# DM Needs Players!!



## Maercus_Masks (Aug 6, 2007)

Hello, all.

I'm looking to start a weekly game to be held at my apartment, preferably Friday or Saturday evenings. I need 5-6 players familiar with Forgotten Realms and 3.5 rules or, at least, willing to learn. I have 10+ years experience as a DM and a fair collection of Realms knowledge. The OPCs are already created, all that is needed is to show-up and play.

I'm located in West Rogers Park, Chicago (between Western and California, just off Devon). Must have transportation to the first few games, then maybe we can work out a pool or I can pick-up a few close-by players.

If interested please reply to this e-mail: morgan.pete81@gmail.com

-Pete


----------



## JoeGKushner (Aug 12, 2007)

I'm generally free on Fridays but not Saturdays. Have pretty good knowledge of FR and 3.5.


----------



## The_Gunslinger658 (Aug 12, 2007)

Hi-

Joe, I am in this campaign, the guys a pretty good DM and really brings the realms to life IE he is very animated.

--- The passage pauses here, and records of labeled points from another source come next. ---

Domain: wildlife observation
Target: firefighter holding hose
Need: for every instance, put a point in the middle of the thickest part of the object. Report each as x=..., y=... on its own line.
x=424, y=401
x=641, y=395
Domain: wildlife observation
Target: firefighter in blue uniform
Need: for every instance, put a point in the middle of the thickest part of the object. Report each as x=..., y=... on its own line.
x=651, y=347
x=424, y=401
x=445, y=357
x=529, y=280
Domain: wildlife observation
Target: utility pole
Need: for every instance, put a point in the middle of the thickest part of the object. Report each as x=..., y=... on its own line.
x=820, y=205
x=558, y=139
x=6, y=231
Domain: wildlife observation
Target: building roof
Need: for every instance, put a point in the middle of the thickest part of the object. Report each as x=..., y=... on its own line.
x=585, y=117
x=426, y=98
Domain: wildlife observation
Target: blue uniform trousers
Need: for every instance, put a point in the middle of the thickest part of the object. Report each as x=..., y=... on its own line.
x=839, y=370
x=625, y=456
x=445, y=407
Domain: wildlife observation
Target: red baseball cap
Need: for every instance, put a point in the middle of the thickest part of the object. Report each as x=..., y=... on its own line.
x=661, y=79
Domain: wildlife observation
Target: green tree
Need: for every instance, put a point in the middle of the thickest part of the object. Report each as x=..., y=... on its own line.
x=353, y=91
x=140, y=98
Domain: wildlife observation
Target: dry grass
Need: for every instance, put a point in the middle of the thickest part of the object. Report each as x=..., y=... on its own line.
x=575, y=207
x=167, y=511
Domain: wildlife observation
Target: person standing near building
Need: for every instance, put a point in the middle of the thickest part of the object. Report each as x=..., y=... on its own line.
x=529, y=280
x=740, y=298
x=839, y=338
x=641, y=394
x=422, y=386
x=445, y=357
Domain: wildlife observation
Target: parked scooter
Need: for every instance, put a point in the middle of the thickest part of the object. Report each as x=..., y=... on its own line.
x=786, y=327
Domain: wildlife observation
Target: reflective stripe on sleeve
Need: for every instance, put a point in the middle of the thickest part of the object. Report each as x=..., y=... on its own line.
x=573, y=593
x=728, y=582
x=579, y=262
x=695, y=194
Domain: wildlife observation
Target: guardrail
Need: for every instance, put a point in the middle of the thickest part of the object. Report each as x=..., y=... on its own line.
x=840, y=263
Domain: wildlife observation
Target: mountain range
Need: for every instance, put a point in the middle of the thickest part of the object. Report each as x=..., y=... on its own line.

We had are first session on friday and it looks like we will be playing every other friday. Send me your e-mail to :

stalingrad838 at yahoo dot com

And I'll let pete know that your interested in playing and put in a recommendation for ya, I'm not sure how much he frequents this board as an FYI.


Scott


----------



## JoeGKushner (Aug 13, 2007)

Thanks for the heads up Scott. As much as you love the Realms, saying he does a good job of it brings me a good feeling.


----------